New York and Massachusetts enacted laws holding that telecommuters working from home for “convenience” actually owed taxes first to their employers’ home state. Connecticut responded with its own convenience law in 2019, and those and other northeastern states are battling the issue out in federal court.
But legislative leaders from both parties said recently a clarifying measure was necessary to ensure — until the legal fight is over — that Connecticut residents don’t feel pressured to pay income taxes to two states at once.
A third component of Wednesday’s House bill would end Connecticut’s longstanding practice of placing liens on the homes of recipients of cash assistance offered through welfare.
Critics say this process pre-dates the welfare reforms Connecticut and many other states enacted in the 1990s, when new rules were established to limit fraud and to require recipients with addiction problems to seek assistance.
Connecticut’s statute is an outdated, unnecessary measure that stops many of those it’s trying to help from building wealth, according to House Speaker Matt Ritter, D-Hartford, and Rep.

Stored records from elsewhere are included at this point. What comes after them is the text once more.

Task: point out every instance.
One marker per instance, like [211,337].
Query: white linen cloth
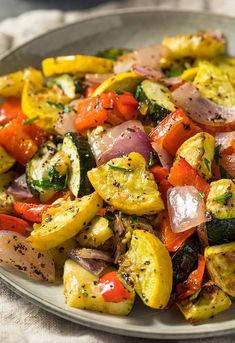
[21,321]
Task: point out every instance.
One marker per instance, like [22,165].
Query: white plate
[133,28]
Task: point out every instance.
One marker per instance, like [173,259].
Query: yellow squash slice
[201,45]
[38,101]
[148,265]
[11,85]
[189,74]
[64,221]
[126,184]
[227,65]
[198,151]
[125,82]
[214,84]
[6,161]
[96,234]
[211,301]
[81,290]
[76,64]
[220,265]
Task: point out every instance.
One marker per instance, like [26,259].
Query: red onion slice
[224,139]
[94,254]
[119,141]
[228,163]
[19,188]
[186,208]
[164,156]
[201,109]
[157,75]
[16,251]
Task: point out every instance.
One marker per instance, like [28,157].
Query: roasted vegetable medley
[117,176]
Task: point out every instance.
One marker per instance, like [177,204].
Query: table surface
[20,321]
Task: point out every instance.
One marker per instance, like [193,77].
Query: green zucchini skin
[36,169]
[185,259]
[220,231]
[153,95]
[81,160]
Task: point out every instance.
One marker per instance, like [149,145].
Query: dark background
[11,8]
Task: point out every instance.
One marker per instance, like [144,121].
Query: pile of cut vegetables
[117,176]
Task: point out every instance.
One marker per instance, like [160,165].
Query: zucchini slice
[156,98]
[96,234]
[81,290]
[64,220]
[6,161]
[220,231]
[210,301]
[220,266]
[81,160]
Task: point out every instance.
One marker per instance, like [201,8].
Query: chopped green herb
[207,163]
[44,184]
[134,219]
[52,172]
[64,108]
[30,120]
[79,87]
[120,168]
[224,174]
[109,216]
[223,198]
[202,194]
[217,155]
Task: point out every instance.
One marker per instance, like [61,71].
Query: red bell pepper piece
[108,107]
[174,130]
[173,241]
[9,110]
[13,224]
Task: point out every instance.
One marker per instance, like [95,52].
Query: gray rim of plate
[53,308]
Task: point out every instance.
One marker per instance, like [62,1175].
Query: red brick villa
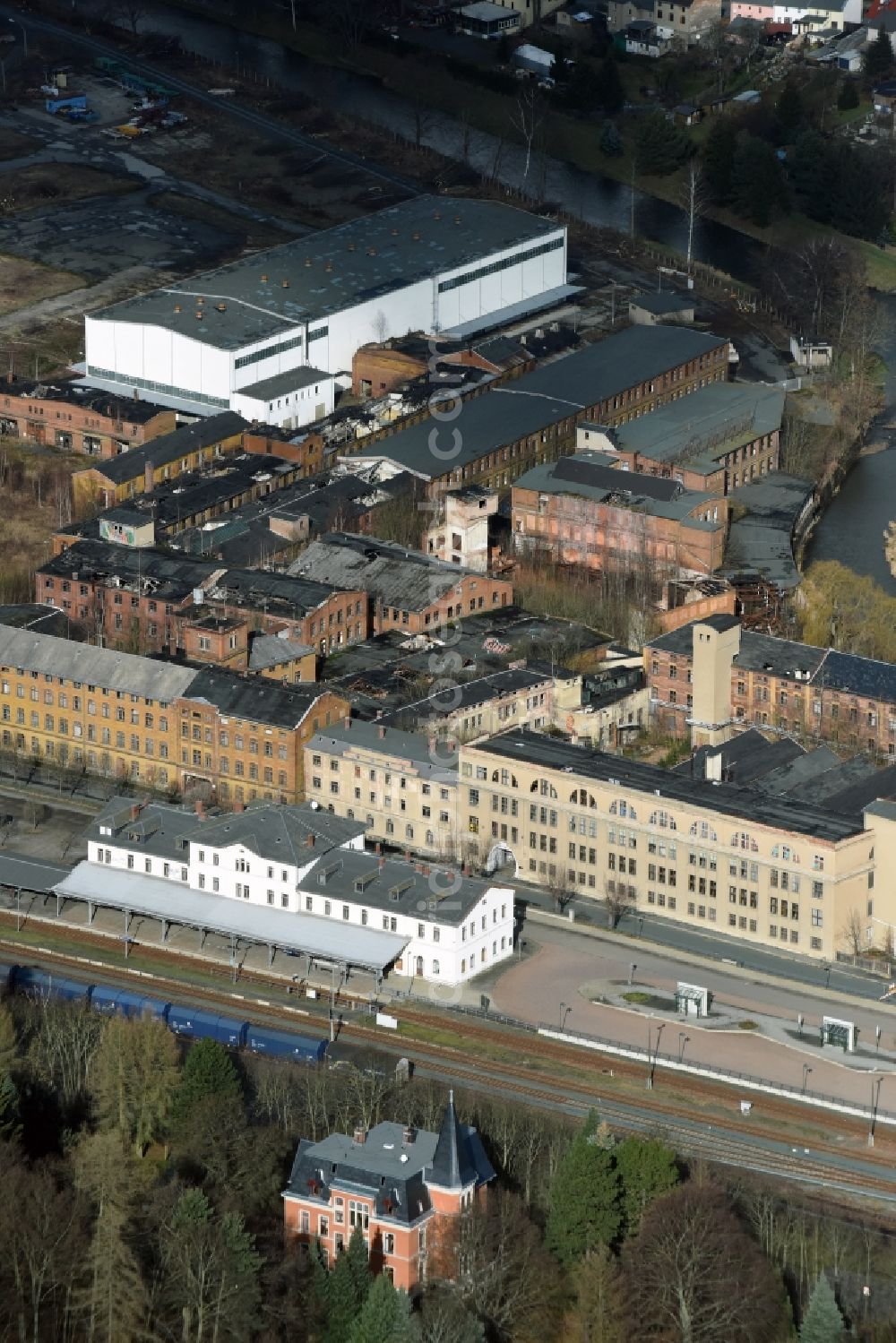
[400,1184]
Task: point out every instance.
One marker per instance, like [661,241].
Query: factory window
[493,268]
[258,355]
[159,387]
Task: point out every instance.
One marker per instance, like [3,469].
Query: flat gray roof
[126,672]
[390,742]
[699,428]
[332,271]
[328,939]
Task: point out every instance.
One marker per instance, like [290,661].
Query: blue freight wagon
[40,984]
[282,1044]
[206,1025]
[121,1003]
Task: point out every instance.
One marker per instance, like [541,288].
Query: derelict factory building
[287,320]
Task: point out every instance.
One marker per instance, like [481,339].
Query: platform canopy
[153,898]
[19,871]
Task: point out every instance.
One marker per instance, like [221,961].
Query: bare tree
[525,120]
[694,1275]
[619,900]
[692,201]
[853,933]
[560,891]
[132,15]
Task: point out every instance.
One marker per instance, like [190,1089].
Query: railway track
[727,1141]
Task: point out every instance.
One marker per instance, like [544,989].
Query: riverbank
[559,136]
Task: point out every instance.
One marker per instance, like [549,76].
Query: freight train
[190,1022]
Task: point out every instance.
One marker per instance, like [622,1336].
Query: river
[853,525]
[591,196]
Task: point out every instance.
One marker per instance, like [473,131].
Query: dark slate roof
[86,399]
[668,303]
[860,676]
[253,697]
[274,833]
[727,799]
[397,576]
[559,388]
[745,758]
[452,1165]
[761,541]
[168,447]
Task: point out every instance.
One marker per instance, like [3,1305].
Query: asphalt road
[638,928]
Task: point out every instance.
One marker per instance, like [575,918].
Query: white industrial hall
[245,332]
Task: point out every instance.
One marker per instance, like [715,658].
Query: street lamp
[651,1058]
[24,35]
[874,1098]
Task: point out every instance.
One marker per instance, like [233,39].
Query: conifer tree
[584,1198]
[599,1315]
[823,1321]
[386,1316]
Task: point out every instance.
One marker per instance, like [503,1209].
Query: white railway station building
[296,879]
[274,330]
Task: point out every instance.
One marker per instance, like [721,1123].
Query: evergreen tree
[599,1313]
[384,1318]
[823,1321]
[584,1198]
[209,1071]
[610,140]
[759,190]
[113,1299]
[646,1168]
[341,1299]
[611,90]
[810,172]
[359,1265]
[659,147]
[879,56]
[790,109]
[718,159]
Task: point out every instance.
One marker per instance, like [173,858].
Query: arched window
[740,839]
[664,821]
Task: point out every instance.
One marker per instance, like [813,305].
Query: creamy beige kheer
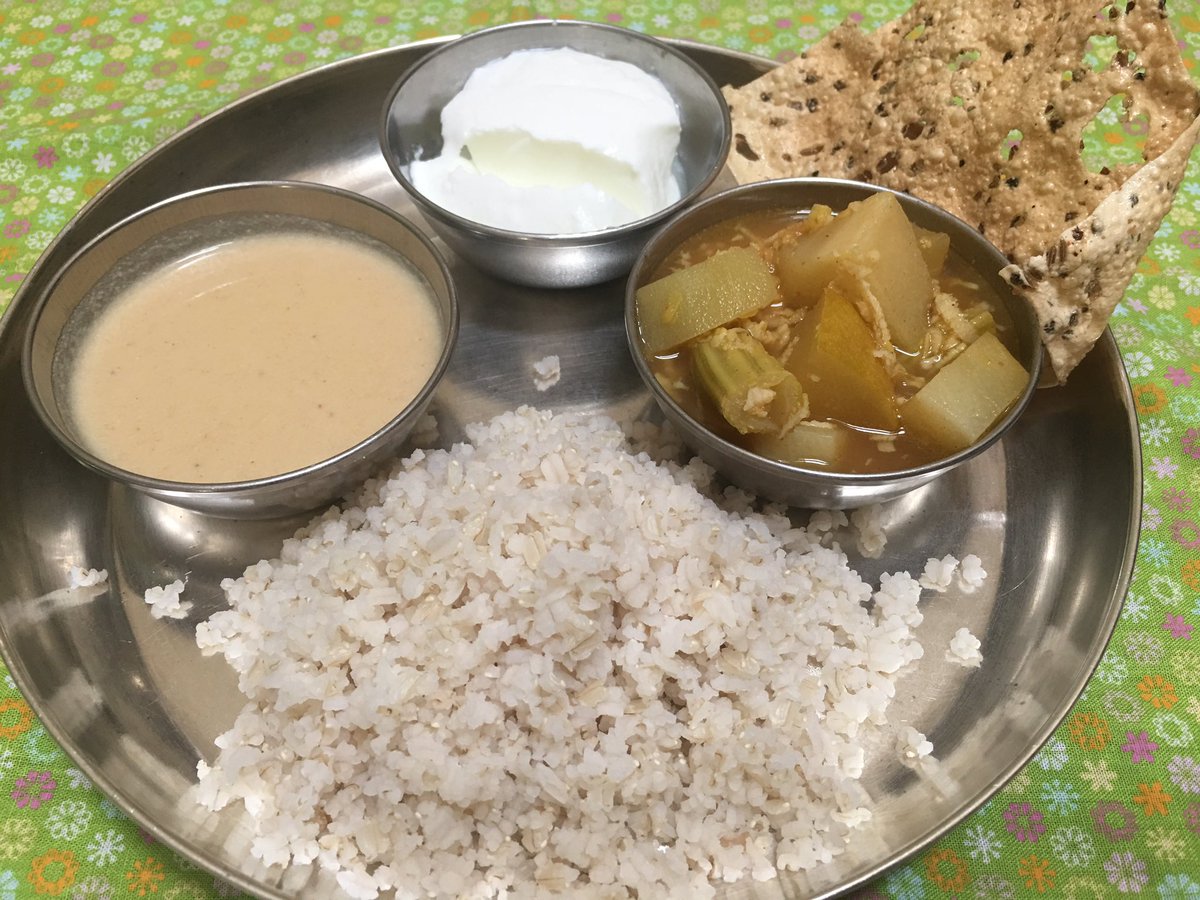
[255,358]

Toni E. Walker, D-New Haven, who spearheaded the repeal effort.
Legislative leaders still hadn’t decided late Tuesday whether to include a fourth fiscal component to the bill scheduled to go before the House on Wednesday.
The Lamont administration is seeking to waive sales taxes for up to 30 years on data centers that invest at least $400 million in a facility in Connecticut — or at least $200 million if the facility is located in an “enterprise zone” where the state is trying to encourage development.